Choosing An XMPP Server

26Aug08

Choosing an XMPP server is a big decision.  Should you go with the popular one or the one written in the most popular language?  Perhaps you don’t plan to become a systems administrator and you need one which is easy to set up and maintain.  Unfortunately for people making this important choice, there is not much guidance published beyond features comparisons.  What follows is an account of our decision making process on XMPP servers – how we came to pick jabberd2 originally, and how we switched to ejabberd.

A Brief History Of XMPP Servers

XMPP began as Jabber and had only one server, jabberd.  As popularity of the protocol grew, more servers appeared, and now there are half a dozen major contenders, both commercial and open source.

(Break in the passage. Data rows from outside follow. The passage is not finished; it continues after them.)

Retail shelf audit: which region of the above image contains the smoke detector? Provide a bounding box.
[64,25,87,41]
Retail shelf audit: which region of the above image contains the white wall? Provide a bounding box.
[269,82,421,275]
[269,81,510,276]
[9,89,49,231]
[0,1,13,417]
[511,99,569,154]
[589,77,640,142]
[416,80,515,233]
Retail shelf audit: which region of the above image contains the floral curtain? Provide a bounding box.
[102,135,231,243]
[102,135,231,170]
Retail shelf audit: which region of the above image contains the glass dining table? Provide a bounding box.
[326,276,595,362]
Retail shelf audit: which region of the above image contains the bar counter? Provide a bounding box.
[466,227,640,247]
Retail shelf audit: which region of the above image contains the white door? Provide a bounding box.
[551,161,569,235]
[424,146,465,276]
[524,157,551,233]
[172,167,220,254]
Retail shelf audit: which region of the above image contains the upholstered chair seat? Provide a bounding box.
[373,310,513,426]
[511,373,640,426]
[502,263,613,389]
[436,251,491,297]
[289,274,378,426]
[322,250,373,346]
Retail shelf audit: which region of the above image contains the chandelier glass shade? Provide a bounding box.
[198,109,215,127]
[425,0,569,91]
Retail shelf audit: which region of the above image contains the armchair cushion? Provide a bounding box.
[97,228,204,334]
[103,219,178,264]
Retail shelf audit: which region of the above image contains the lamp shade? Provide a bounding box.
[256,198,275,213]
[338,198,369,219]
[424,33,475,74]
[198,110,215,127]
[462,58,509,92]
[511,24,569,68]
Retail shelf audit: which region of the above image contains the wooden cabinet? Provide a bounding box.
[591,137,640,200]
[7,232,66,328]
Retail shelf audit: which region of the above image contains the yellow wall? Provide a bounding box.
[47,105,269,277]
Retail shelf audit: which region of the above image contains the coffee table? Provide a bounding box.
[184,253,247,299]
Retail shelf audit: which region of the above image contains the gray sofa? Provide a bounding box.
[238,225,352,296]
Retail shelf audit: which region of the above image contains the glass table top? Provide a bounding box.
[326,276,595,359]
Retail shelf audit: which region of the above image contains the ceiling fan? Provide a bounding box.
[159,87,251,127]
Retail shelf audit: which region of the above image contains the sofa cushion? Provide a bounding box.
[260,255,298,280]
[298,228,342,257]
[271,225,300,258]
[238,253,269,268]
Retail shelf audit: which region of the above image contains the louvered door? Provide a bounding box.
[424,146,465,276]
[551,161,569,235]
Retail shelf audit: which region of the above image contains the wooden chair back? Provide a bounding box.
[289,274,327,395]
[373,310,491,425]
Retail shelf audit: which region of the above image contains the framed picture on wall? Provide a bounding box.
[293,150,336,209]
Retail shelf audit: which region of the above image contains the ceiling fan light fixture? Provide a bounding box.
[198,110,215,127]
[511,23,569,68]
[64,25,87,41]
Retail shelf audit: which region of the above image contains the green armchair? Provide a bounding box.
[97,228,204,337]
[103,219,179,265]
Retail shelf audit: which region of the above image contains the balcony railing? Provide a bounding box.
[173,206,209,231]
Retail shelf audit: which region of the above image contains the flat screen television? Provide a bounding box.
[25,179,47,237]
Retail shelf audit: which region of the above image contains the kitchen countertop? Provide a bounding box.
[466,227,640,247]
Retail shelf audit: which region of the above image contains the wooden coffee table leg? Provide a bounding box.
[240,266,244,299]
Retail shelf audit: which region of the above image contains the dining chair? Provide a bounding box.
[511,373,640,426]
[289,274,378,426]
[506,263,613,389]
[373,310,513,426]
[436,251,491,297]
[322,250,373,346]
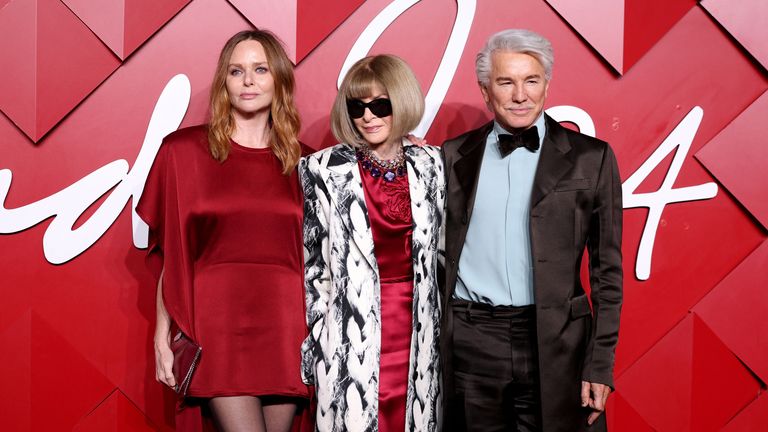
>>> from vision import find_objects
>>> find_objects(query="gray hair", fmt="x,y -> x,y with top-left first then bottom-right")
475,29 -> 555,86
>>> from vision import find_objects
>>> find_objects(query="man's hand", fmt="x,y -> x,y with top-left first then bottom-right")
581,381 -> 611,425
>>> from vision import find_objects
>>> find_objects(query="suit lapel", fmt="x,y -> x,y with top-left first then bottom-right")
325,145 -> 378,272
444,121 -> 493,288
449,122 -> 493,224
531,114 -> 573,208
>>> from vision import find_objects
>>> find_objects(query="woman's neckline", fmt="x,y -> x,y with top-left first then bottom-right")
229,138 -> 272,153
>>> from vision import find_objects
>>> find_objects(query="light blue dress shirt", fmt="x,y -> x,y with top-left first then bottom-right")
454,113 -> 546,306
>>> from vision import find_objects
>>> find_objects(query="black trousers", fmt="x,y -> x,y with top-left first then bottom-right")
445,300 -> 541,432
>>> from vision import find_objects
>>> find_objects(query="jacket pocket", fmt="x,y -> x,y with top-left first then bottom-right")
571,294 -> 592,320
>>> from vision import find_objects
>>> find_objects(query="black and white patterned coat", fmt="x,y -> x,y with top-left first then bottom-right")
300,141 -> 445,432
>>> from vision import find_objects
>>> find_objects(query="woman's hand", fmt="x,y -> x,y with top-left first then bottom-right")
155,329 -> 176,389
405,134 -> 427,147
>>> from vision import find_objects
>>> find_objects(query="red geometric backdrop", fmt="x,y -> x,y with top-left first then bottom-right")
0,0 -> 768,432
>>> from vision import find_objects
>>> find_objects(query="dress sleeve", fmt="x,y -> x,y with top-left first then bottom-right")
136,140 -> 196,339
583,145 -> 623,388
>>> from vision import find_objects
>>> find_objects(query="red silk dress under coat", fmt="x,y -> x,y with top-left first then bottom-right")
358,163 -> 413,432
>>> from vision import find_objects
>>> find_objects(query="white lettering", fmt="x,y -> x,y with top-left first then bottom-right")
622,107 -> 717,280
0,75 -> 191,264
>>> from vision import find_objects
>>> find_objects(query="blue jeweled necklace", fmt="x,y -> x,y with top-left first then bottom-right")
355,144 -> 406,182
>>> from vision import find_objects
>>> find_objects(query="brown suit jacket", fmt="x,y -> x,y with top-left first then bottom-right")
441,116 -> 622,432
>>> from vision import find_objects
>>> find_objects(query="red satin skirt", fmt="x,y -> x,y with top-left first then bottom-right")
379,280 -> 413,432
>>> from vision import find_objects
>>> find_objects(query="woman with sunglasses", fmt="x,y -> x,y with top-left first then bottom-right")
299,55 -> 445,432
137,29 -> 309,432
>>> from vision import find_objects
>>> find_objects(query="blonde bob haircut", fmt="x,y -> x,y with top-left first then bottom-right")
331,54 -> 424,146
208,29 -> 301,175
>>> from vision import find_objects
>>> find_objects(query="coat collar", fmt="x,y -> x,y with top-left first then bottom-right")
531,114 -> 573,208
326,139 -> 434,273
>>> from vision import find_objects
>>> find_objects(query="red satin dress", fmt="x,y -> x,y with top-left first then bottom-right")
137,127 -> 309,404
358,163 -> 413,432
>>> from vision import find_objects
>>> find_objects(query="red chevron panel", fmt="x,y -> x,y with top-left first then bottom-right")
547,0 -> 696,75
0,0 -> 768,432
693,241 -> 768,382
616,314 -> 760,432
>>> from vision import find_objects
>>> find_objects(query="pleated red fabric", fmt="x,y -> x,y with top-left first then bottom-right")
137,126 -> 308,397
358,164 -> 413,432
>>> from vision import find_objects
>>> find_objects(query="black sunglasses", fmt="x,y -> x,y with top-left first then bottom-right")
347,98 -> 392,119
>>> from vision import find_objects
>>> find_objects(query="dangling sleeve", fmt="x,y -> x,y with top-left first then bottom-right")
136,137 -> 196,339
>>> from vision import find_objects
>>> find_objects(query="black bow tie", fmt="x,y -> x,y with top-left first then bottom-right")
499,126 -> 539,157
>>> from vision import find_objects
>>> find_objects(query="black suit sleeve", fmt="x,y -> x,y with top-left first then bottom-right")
583,145 -> 623,388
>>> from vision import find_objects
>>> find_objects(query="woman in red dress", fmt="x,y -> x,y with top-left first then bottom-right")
300,55 -> 445,432
137,30 -> 308,432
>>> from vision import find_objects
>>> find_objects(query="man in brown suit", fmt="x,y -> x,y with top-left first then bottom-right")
441,30 -> 622,432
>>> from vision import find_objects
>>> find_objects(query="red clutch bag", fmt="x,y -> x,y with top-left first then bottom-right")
171,331 -> 203,396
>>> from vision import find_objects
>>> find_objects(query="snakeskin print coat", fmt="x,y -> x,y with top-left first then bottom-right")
300,141 -> 445,432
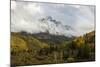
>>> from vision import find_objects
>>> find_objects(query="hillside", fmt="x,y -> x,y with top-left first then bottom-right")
11,31 -> 95,66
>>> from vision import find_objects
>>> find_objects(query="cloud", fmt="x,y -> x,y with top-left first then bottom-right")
11,1 -> 95,36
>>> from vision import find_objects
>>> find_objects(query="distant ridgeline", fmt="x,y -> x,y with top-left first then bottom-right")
11,31 -> 95,66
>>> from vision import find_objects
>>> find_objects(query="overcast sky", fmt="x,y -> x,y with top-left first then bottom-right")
11,1 -> 95,36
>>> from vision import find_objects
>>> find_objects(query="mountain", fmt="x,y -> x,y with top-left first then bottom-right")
39,16 -> 76,37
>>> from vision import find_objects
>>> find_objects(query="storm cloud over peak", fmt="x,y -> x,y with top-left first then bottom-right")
11,1 -> 95,36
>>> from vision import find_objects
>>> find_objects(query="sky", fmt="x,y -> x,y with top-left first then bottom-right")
11,1 -> 95,36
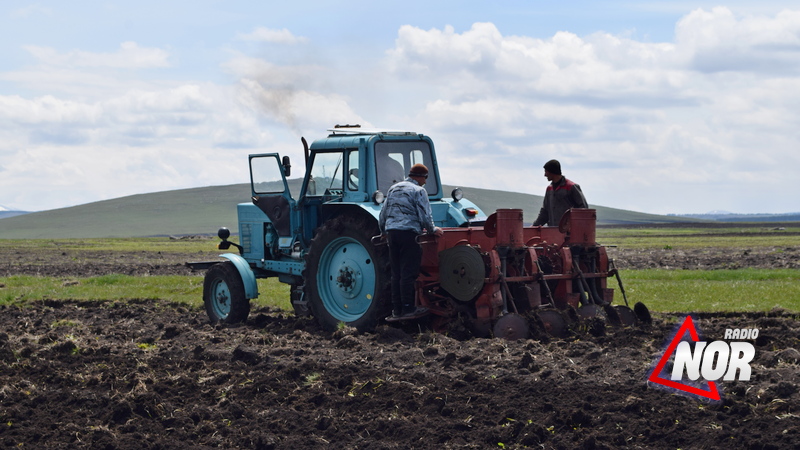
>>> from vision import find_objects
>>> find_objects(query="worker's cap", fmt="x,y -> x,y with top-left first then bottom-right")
544,159 -> 561,175
408,164 -> 428,178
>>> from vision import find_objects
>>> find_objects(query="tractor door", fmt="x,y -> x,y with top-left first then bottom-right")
250,153 -> 295,237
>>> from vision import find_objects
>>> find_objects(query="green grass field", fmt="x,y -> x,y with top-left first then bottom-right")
0,226 -> 800,312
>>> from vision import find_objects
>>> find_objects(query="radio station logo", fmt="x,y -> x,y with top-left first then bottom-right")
647,316 -> 758,401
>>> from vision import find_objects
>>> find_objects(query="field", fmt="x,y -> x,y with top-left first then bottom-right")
0,227 -> 800,449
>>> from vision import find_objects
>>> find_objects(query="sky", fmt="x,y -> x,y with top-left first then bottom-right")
0,0 -> 800,214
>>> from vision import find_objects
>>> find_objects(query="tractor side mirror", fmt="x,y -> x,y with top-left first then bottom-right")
282,156 -> 292,177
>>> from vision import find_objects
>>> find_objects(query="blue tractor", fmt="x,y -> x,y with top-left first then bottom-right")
188,125 -> 486,331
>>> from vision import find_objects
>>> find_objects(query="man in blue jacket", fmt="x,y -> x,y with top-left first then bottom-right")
379,164 -> 442,322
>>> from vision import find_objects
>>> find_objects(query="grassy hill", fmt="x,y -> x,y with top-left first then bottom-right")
0,179 -> 696,239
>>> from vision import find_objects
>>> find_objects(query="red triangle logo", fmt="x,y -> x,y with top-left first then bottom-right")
648,316 -> 721,401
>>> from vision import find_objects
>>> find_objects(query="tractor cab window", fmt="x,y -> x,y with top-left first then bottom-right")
347,150 -> 358,191
375,141 -> 439,195
250,156 -> 285,194
306,150 -> 359,196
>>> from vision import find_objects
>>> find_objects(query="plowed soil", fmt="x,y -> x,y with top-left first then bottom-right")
0,241 -> 800,449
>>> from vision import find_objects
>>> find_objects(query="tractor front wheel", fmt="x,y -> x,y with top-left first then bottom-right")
203,261 -> 250,323
304,216 -> 391,331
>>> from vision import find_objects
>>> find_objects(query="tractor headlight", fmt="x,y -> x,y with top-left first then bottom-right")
372,191 -> 386,205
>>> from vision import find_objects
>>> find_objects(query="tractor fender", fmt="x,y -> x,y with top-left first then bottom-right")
219,253 -> 258,299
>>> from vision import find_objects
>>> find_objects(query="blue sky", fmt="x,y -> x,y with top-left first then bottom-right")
0,0 -> 800,214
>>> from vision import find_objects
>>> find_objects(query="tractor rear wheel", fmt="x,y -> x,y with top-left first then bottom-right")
203,261 -> 250,323
303,216 -> 392,331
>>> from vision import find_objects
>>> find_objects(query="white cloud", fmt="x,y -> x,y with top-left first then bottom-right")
0,3 -> 800,213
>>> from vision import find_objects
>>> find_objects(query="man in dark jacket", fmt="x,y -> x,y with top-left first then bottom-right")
533,159 -> 589,227
378,164 -> 442,322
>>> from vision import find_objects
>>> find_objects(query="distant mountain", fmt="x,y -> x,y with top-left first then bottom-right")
670,211 -> 800,222
0,179 -> 701,239
0,205 -> 28,219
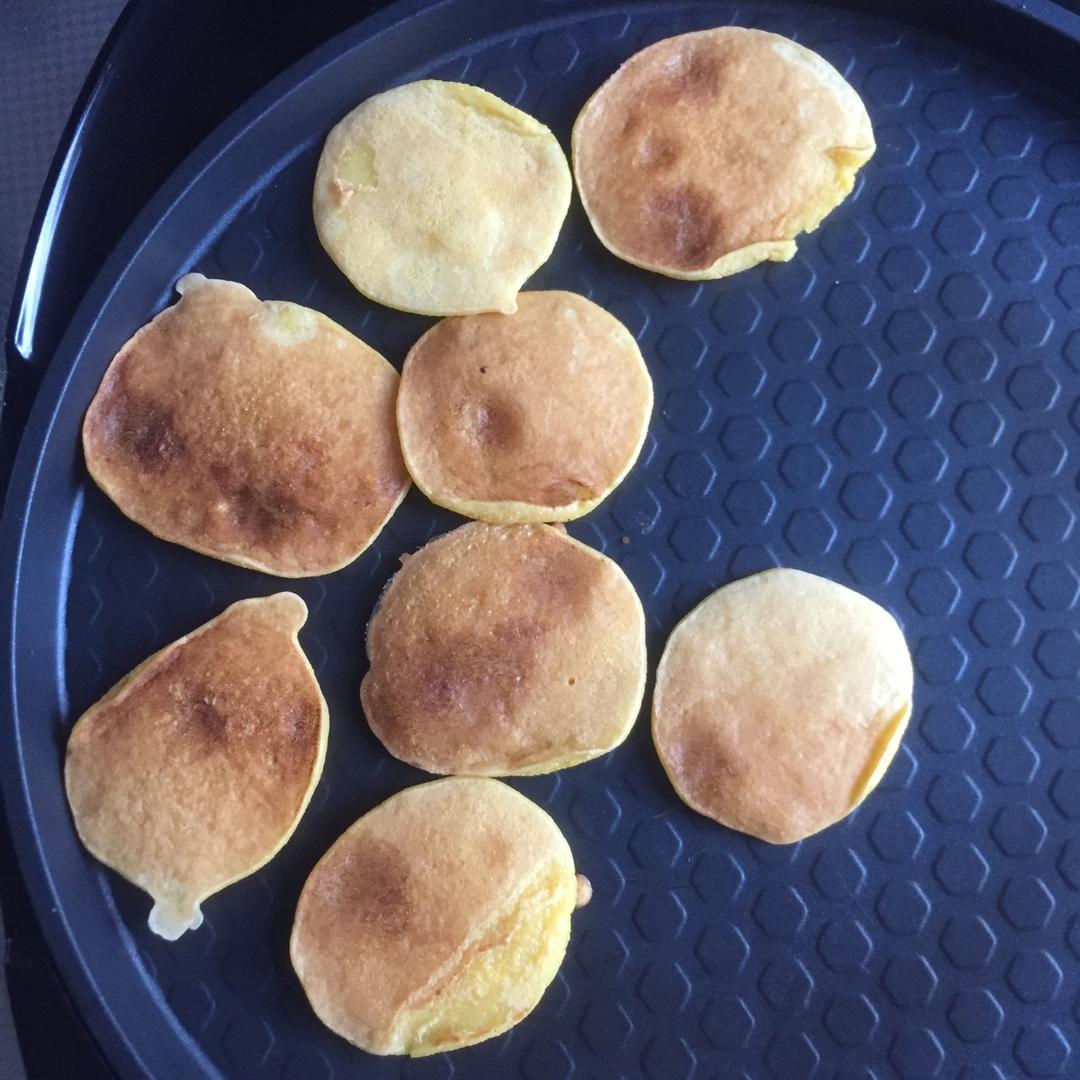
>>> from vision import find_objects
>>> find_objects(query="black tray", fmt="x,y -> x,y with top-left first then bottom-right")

The main players these days seem to be:

  • jabberd – The original server.  It started in C, but now appears to be a mix of C and C++ code.  The main users for years was jabber.org itself.  The code may have changed substantially in the last couple of years, but I remember it being rather crufty.  Matthias Wimmer has been maintainer at least since 2004, and he continues to maintain it today, although it does go through some long periods of inactivity.
  • jabberd 2.x – A rewrite of jabberd, originally by Rob Norris.  The code is pure C, modular, and fairly easy to understand.  Chesspark picked this to start with in 2006.  Another notable user of jabberd 2.x is Meebo.  Unfortunately it was abandoned by its original maintainers some time ago.  Tomas Sterna stepped up to the plate and took over the project, and it is now actively maintained again.
  • ejabberd – An XMPP server written in Erlang which claims to be quite scalable.  Erlang is the language created decades ago by Ericcson to power their telephone switches.  It has many features that make it well suited for XMPP servers.  ejabberd has been around and active since early 2005, and is supported officially by Process One.  It also has a growing developer community.  Jabber.org switched from jabberd to ejabberd some time ago, and continues to run ejabberd today.
  • Openfire – A Java server written by JIVE Software.  This was formerly a commercial product called Wildfire.  I have no personal experience with it, but it appears to have an active community.
  • Tigase -Another Java server that started in late 2004.  It is actively maintained.  I have no personal experience with Tigase other than meeting Artur at the recent XMPP Summit, but the Seesmic folks speak very highly of the project.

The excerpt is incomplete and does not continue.